Timing matters. Not at the game. Not during the drive to the game. Not in a text sent during the fourth quarter. The right time is the day after the game, when neither of you is in the emotional residue of competition, and in a format where you can actually talk. Request it directly: “Can we find ten minutes this week to talk about Marcus’s development?” Most coaches will say yes to that.
When you get to the conversation, listen first. The coach has information you do not have. What they see at practice, what the rest of the roster looks like compared to your kid, what the team’s positional needs are, whether your kid’s attitude or effort has been different than what you see at home. Some of that information is going to be uncomfortable. Take it.
If the coach says your kid is behind in a specific skill, that is usable information. “What can we work on at home to help close that gap?” is the best follow-up question in this conversation. You have now transformed a grievance into a development plan.
If the coach gives you a vague answer, push gently for something specific. “I want to make sure we’re working on the right things. Can you point to one area that’s holding him back the most right now?” Most coaches can answer that question. If they cannot, that tells you something about the quality of their attention to your kid, which is also useful information even if it is not the information you wanted.
There are limits to this approach. A coach who is playing favorites for reasons that have nothing to do with performance is a real problem. If you have watched the team carefully over multiple weeks and the pattern is clear, there is a real basis for a more direct conversation with the league coordinator or athletic director. But be honest with yourself before you escalate. The parent’s eye is not a neutral observer. You are watching your kid more closely than any coach can watch one player on a team of fifteen. The gaps you see may not be the gaps the coach sees.
If after a good conversation you still believe the situation is unfair, you have two options. Accept it and stay in the program or leave and find one where your kid gets more opportunity. What you cannot do productively is keep having the same conversation hoping for a different outcome. Coaches who have given you a clear answer are not going to give you a different one because you asked again.
One thing to sort out before this conversation: is this your need or your kid’s need? Some kids are fine with their role. They have friends on the team, they enjoy practice, and the playing time issue lives primarily in the parent’s head. Other kids are genuinely hurt by the situation and are carrying it without saying much out loud. Know which one you are dealing with before you decide whether to have the conversation at all.

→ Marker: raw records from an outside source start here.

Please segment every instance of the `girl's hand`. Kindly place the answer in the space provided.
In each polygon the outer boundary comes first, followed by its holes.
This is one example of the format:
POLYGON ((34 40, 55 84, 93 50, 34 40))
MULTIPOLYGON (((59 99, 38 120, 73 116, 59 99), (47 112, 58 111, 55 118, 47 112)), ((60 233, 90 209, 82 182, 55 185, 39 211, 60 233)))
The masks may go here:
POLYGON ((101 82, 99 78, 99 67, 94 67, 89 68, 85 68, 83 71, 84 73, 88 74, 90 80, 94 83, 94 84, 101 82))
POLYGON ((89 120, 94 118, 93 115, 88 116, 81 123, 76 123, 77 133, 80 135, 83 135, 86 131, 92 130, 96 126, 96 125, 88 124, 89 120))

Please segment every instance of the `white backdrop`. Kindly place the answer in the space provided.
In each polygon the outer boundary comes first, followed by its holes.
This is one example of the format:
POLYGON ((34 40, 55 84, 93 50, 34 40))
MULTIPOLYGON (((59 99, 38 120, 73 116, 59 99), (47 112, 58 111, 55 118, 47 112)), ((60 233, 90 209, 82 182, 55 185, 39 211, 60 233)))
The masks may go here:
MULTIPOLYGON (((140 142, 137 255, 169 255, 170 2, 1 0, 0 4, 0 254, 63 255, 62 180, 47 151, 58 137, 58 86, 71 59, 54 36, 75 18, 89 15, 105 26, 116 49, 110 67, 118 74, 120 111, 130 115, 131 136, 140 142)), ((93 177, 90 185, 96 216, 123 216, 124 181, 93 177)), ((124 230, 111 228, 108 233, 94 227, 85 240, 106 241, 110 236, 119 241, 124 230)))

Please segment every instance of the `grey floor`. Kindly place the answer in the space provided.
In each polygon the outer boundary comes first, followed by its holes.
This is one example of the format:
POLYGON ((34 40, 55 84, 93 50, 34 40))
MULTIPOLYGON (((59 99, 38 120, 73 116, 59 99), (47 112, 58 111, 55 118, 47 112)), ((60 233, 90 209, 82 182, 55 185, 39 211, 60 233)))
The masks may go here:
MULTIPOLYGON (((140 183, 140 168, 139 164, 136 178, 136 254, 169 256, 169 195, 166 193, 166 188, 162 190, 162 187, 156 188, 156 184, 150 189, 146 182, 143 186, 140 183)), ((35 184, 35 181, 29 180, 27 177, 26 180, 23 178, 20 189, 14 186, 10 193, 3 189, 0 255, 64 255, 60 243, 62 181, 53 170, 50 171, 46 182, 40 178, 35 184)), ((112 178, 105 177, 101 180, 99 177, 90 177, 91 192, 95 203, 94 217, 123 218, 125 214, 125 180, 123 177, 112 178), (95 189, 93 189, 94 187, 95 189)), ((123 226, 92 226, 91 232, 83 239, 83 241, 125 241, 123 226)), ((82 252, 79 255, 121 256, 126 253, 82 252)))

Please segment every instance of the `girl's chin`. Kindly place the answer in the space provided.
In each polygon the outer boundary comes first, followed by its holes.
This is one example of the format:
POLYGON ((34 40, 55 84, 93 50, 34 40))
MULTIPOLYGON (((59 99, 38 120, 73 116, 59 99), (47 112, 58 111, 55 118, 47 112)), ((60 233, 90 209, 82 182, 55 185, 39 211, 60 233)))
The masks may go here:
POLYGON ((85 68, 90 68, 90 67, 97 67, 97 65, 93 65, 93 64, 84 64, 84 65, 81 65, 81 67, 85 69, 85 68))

If your kid has not raised the issue with you directly, ask. Not “are you upset about your playing time” which leads the answer. Just “how are you feeling about how this season is going?” Let them tell you what they are actually carrying. You may find the answer is different than what you assumed.
The conversation that helps your kid is the one where you get real information, use it to build a development plan, and leave the coach feeling like you are a partner in your kid’s progress rather than an adversary to their decisions. That is a harder conversation to have. It is also the one that produces results.